Polymorphism of human galactose-1-phosphate uridyl transferase.

作者信息

Mulley J C

出版信息

Hum Hered. 1982;32(1):42-5. doi: 10.1159/000153256.

Abstract

Frequencies for the electrophoretically detectable alleles of galactose-1-phosphate uridyl transferase were determined from 406 neonates in Adelaide. GALTD and GALTLA frequencies were 0.054 and 0.027, respectively.

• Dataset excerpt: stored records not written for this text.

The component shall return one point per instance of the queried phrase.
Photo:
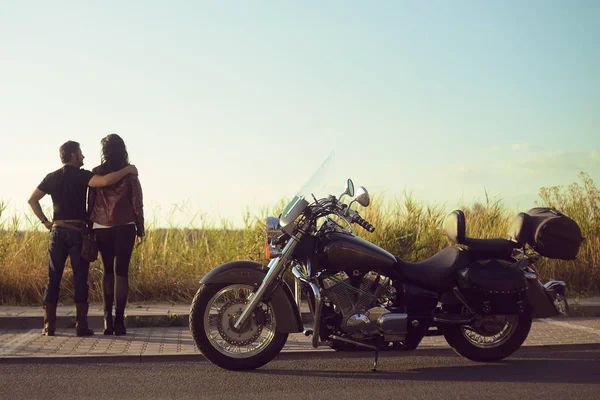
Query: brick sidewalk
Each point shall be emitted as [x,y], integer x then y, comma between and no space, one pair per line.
[26,345]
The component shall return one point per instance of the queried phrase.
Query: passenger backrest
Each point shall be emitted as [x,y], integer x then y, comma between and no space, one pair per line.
[454,225]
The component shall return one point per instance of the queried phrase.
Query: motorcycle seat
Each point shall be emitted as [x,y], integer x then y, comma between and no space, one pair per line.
[436,273]
[455,227]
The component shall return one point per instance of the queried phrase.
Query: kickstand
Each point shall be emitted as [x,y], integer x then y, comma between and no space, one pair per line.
[376,359]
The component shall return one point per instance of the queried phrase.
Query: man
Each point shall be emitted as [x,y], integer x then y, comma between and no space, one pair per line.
[68,188]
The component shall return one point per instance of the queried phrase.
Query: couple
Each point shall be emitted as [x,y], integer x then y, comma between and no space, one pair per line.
[115,210]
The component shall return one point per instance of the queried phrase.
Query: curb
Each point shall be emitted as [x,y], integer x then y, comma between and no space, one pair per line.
[285,355]
[96,322]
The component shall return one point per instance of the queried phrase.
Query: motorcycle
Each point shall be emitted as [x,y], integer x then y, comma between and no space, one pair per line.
[480,294]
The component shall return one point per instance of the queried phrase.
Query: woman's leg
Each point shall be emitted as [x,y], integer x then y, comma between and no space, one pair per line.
[123,249]
[106,239]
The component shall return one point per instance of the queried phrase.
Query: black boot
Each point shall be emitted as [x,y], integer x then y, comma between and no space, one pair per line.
[108,291]
[122,290]
[49,320]
[81,326]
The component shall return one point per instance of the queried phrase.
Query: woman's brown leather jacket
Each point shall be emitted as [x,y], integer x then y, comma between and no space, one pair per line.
[119,204]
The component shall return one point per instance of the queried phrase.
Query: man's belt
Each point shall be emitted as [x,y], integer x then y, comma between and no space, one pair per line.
[73,224]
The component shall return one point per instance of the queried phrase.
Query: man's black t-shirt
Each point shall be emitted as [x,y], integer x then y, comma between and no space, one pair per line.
[68,188]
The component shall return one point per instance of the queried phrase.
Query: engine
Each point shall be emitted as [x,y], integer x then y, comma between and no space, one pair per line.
[360,306]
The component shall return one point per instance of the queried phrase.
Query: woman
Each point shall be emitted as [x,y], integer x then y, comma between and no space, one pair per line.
[118,217]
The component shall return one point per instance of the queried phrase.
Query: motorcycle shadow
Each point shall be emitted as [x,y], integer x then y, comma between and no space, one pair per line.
[558,366]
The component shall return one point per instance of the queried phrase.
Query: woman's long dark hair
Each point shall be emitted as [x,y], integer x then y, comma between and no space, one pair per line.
[114,153]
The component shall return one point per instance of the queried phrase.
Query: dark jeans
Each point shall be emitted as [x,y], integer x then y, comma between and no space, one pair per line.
[115,245]
[66,243]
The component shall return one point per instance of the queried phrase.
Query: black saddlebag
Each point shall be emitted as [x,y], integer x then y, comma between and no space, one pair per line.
[549,232]
[494,287]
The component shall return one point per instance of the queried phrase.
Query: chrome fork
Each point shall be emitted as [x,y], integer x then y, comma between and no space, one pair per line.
[276,268]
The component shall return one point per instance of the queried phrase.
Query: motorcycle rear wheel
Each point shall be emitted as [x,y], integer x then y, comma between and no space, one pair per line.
[486,343]
[212,313]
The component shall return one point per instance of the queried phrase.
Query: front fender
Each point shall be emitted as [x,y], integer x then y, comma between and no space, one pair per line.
[251,273]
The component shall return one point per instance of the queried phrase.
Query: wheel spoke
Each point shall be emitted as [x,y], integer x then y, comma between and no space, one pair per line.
[252,339]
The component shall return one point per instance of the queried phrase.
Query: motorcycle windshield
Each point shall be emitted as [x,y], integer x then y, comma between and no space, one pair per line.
[304,196]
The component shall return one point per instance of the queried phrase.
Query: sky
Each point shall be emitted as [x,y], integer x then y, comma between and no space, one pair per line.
[227,107]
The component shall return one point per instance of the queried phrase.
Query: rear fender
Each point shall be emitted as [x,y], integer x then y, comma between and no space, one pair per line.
[541,299]
[251,273]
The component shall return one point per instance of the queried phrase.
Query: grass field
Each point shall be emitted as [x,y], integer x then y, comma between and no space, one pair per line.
[168,266]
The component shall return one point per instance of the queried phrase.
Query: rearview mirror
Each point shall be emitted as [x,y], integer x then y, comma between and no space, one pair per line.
[349,189]
[362,197]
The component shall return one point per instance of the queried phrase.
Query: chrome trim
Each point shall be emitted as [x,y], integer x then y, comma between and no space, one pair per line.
[530,275]
[276,267]
[461,298]
[318,303]
[341,339]
[273,224]
[298,292]
[393,323]
[317,316]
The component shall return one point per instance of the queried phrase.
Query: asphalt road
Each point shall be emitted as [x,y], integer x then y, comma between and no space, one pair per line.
[531,374]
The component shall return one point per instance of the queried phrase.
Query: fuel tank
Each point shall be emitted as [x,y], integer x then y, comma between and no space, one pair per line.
[346,252]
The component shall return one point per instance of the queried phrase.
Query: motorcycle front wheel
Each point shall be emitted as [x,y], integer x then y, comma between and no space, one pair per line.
[213,312]
[493,338]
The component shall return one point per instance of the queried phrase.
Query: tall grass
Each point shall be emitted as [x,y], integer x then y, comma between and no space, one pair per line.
[168,266]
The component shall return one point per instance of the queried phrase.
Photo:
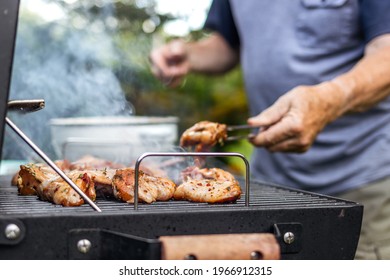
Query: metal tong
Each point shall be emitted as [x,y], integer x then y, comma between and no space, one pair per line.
[233,128]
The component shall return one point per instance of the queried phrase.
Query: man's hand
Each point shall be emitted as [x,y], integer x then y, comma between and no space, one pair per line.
[296,118]
[169,63]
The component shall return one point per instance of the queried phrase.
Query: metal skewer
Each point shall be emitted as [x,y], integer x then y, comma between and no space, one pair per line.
[181,154]
[52,164]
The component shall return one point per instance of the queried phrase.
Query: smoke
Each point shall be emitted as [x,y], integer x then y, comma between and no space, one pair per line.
[69,64]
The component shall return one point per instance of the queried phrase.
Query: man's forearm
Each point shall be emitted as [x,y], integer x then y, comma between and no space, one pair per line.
[369,81]
[212,55]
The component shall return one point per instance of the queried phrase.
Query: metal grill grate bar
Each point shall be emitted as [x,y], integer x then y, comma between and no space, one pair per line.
[262,197]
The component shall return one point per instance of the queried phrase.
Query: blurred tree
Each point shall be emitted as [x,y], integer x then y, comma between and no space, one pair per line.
[98,51]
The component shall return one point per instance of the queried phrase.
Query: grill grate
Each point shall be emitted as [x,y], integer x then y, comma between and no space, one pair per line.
[262,196]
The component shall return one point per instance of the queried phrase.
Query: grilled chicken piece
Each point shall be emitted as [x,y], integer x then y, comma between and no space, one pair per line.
[212,185]
[43,181]
[204,135]
[30,176]
[58,191]
[151,188]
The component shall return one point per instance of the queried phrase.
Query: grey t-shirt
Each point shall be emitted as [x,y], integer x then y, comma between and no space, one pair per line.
[284,44]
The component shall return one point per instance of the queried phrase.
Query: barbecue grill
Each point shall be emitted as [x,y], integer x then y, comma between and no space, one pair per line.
[304,225]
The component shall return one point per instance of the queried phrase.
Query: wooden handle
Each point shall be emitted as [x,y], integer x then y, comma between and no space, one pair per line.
[220,247]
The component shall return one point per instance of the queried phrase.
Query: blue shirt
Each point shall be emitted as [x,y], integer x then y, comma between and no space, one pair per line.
[284,44]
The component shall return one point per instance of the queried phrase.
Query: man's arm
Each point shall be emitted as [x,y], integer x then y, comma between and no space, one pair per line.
[296,118]
[212,55]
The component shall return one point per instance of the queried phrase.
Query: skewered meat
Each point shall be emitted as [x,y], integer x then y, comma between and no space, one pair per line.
[212,185]
[150,188]
[203,135]
[59,192]
[41,180]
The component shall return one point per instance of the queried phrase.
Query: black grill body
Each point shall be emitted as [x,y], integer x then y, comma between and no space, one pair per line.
[323,227]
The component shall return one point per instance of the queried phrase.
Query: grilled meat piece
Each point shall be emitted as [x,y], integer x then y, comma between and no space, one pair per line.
[204,135]
[212,185]
[41,180]
[59,192]
[30,176]
[151,188]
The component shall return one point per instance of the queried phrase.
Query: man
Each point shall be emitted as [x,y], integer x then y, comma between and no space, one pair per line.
[317,75]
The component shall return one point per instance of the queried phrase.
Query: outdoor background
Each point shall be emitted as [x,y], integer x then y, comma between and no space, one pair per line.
[90,58]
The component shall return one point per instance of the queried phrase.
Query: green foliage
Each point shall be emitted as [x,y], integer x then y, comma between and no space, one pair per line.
[117,27]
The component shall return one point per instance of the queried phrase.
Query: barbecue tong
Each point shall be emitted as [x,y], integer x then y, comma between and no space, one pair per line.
[234,128]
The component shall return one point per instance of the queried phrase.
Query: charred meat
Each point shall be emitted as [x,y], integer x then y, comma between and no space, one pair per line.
[204,135]
[212,185]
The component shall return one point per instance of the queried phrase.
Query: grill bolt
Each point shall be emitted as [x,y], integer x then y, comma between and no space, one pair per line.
[12,232]
[256,255]
[289,237]
[84,245]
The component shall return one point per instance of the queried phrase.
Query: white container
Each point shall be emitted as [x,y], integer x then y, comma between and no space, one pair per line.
[120,139]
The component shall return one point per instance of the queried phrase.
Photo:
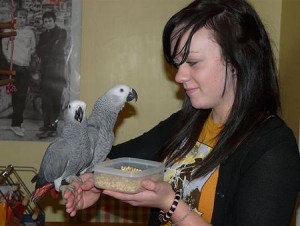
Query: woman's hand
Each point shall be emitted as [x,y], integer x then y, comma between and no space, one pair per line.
[84,196]
[154,194]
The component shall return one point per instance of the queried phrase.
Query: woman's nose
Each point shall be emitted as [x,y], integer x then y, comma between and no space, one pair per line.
[182,74]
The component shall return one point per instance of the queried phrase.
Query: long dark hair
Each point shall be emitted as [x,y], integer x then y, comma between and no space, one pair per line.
[245,45]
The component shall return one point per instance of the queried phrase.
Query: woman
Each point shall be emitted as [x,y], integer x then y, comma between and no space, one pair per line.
[230,159]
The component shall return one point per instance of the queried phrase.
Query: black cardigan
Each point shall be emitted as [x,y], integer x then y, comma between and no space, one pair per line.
[257,185]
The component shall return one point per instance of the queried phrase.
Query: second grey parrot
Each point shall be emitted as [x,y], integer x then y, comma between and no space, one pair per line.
[67,154]
[102,120]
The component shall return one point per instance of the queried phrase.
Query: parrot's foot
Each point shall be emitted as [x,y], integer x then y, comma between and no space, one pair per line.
[74,178]
[64,188]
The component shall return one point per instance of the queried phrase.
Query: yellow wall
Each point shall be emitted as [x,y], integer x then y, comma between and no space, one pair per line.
[121,43]
[289,63]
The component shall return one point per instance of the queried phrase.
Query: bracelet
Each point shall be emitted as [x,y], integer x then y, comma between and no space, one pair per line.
[165,217]
[183,218]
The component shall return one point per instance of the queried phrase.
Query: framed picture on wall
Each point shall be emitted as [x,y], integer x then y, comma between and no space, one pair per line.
[42,57]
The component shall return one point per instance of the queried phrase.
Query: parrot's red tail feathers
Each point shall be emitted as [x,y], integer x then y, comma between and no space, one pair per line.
[40,192]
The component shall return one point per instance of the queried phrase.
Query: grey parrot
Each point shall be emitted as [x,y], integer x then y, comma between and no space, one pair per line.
[66,155]
[102,120]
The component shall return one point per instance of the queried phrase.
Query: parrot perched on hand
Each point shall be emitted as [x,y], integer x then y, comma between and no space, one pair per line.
[66,155]
[102,120]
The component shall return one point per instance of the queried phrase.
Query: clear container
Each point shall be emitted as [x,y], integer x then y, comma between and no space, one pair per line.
[109,175]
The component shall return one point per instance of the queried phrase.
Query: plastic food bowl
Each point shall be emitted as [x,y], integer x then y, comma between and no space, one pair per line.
[125,174]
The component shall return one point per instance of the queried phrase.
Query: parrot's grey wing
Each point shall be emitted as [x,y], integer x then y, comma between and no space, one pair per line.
[55,160]
[103,145]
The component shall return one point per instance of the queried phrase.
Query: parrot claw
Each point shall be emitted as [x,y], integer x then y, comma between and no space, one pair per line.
[74,178]
[64,188]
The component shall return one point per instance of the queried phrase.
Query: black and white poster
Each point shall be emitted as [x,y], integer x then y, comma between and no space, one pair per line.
[39,66]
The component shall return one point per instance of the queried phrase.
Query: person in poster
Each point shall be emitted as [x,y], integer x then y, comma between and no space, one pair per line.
[50,50]
[24,44]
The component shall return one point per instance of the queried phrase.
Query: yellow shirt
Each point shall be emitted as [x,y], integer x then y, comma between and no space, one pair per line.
[198,193]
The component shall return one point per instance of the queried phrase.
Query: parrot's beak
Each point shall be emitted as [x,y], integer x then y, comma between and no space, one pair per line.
[79,114]
[132,95]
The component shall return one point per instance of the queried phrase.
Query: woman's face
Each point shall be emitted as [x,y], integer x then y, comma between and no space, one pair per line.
[21,20]
[49,23]
[203,75]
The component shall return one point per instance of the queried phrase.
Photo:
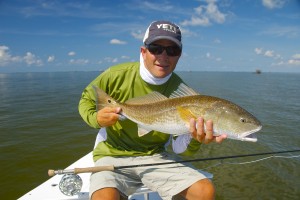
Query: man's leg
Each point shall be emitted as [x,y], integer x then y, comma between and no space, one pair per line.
[106,194]
[202,189]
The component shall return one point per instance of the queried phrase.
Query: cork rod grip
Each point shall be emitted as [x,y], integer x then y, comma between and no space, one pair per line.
[52,172]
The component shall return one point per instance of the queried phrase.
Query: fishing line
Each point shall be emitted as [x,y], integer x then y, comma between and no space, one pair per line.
[249,162]
[112,168]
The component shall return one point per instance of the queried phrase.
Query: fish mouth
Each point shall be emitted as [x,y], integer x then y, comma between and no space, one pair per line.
[250,136]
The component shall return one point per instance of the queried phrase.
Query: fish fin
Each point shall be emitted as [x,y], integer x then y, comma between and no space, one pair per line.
[149,98]
[142,131]
[103,99]
[183,90]
[185,114]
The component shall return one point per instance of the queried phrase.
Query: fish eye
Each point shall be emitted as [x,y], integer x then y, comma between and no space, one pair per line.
[243,120]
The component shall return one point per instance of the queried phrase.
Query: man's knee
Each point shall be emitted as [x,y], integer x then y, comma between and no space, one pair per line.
[106,194]
[203,189]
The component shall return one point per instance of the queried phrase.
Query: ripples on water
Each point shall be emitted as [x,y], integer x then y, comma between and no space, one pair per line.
[41,128]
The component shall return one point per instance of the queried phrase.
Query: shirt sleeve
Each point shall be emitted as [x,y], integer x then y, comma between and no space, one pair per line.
[87,104]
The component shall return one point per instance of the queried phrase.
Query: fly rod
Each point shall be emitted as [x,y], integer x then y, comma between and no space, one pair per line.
[52,172]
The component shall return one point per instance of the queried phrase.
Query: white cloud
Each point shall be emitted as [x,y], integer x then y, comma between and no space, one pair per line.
[125,57]
[217,41]
[6,58]
[71,53]
[31,59]
[138,35]
[111,60]
[271,4]
[258,51]
[269,53]
[207,55]
[116,41]
[296,56]
[79,61]
[205,15]
[51,58]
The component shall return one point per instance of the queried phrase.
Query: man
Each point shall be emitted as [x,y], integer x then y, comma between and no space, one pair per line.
[118,142]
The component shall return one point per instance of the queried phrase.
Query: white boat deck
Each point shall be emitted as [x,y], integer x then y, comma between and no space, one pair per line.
[49,190]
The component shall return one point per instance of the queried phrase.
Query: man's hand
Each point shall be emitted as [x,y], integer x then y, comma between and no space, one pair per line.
[198,132]
[108,116]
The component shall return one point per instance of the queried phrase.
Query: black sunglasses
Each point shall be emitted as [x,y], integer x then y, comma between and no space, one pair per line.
[156,49]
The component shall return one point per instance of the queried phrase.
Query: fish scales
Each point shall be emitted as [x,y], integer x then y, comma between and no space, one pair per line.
[172,115]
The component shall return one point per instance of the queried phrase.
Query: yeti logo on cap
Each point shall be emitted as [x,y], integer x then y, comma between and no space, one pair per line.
[163,30]
[167,27]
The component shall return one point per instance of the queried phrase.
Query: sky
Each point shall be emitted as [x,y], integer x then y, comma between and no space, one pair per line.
[91,35]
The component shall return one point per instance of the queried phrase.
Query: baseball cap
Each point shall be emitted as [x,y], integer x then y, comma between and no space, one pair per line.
[158,30]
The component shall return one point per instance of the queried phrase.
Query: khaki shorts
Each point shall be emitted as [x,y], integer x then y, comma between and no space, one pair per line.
[167,180]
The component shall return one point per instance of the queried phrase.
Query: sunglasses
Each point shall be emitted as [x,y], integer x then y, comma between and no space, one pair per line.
[156,49]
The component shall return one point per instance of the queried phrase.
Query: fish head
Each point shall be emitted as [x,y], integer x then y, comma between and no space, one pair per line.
[235,121]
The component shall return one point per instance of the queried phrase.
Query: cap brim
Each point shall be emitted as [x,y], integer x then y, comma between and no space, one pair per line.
[177,42]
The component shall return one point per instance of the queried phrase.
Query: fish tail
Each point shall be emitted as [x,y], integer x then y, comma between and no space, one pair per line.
[103,99]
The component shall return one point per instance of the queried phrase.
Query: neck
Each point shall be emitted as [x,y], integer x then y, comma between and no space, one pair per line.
[148,77]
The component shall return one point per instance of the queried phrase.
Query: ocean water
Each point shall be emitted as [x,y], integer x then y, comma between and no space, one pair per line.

The expected proportion of heterozygotes was 15.3%, with a GALT N-D component of 10%. The distinction between GALTD and GALTLA is essential for estimation of the expected frequency of GALT DG genotypes, an unknown proportion of which are detected as 'deficient' from neonates on galactosaemia screen.

摘要

在阿德莱德,从406名新生儿中测定了半乳糖-1-磷酸尿苷酰转移酶电泳可检测等位基因的频率。GALTD和GALTLA频率分别为0.054和0.027。杂合子的预期比例为15.3%,GALT N-D组分为10%。区分GALTD和GALTLA对于估计GALT DG基因型的预期频率至关重要,在半乳糖血症筛查中,其中未知比例的基因型被检测为“缺陷型”。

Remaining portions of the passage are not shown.